Send them home, showered with honor and glory, and let their families and neighbors take care of them. Teach the rest of the population to revere the maimed veterans. You don't have to spend your own resources on them if everyone on the home front is eager to bring them casseroles and fit them with prosthetic limbs. They won't resent you (as much) if they get to boast of their heroic exploits and are respected by the rest of society.
This day is call'd the feast of Crispian.
He that outlives this day, and comes safe home,
Will stand a tip-toe when this day is nam'd,
And rouse him at the name of Crispian.
He that shall live this day, and see old age,
Will yearly on the vigil feast his neighbours,
And say "To-morrow is Saint Crispian."
Then will he strip his sleeve and show his scars,
And say "These wounds I had on Crispin's day."

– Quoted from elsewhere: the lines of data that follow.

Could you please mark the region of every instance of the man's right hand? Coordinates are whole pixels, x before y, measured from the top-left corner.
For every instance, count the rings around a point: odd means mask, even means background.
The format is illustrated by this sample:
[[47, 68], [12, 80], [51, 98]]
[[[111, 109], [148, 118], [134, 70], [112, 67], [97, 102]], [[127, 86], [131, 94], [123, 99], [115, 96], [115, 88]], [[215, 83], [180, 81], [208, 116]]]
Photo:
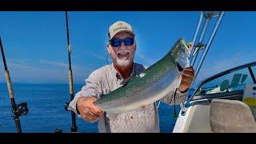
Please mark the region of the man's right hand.
[[103, 111], [94, 103], [95, 97], [81, 97], [77, 101], [77, 110], [80, 112], [82, 119], [93, 122], [97, 121]]

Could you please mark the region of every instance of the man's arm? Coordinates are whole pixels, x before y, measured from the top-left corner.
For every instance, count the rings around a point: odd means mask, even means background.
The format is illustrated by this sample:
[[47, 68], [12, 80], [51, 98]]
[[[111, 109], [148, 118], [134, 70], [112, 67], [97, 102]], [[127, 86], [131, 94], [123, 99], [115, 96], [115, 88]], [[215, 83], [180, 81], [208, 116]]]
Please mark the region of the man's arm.
[[192, 84], [194, 77], [194, 70], [193, 67], [185, 68], [182, 75], [182, 81], [179, 87], [170, 91], [166, 96], [163, 97], [160, 101], [170, 105], [180, 104], [183, 102], [188, 94], [188, 89]]
[[98, 70], [95, 70], [88, 77], [86, 80], [86, 86], [75, 94], [69, 105], [69, 110], [89, 122], [96, 121], [102, 114], [102, 111], [94, 104], [102, 90], [101, 87], [102, 74], [98, 73]]

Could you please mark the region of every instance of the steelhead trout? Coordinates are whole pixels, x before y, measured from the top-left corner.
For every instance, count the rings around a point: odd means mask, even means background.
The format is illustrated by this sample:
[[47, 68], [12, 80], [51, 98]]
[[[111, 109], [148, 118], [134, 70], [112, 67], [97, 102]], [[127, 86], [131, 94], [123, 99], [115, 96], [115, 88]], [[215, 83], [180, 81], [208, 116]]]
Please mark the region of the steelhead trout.
[[189, 55], [184, 39], [179, 38], [164, 58], [122, 86], [100, 95], [94, 104], [102, 111], [120, 114], [161, 99], [178, 87], [182, 70], [189, 66]]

Old men forget; yet all shall be forgot,
But he'll remember, with advantages,
What feats he did that day.
This works best if the wounded vets are a small proportion of the overall population, so that everyone else can afford to support them, but it sounds like that's the case. Three platoons is about 150 men, and the smallest single-country population Wikipedia lists for the Middle Ages is Norway's at 0.2 million, or 200,000. If your wounded population increases by a factor of 10, that's still only 0.75% of Norway in the year 1000. (The fact that you say "no steam engine yet" makes me think that you're talking about the later Middle Ages, when Norway was still only at 0.3 million but the whole European population had increased from 5.4 million (1000 AD) to 11.5 million (1500 AD).)
If your population is still having problems absorbing the wounded vets, you can retrain them for jobs that don't require as many limbs, like pumping the foot-bellows in a forge if you have one arm, or weaving or carving if you have one leg. People who employ wounded veterans will be seen as doing something good and honorable.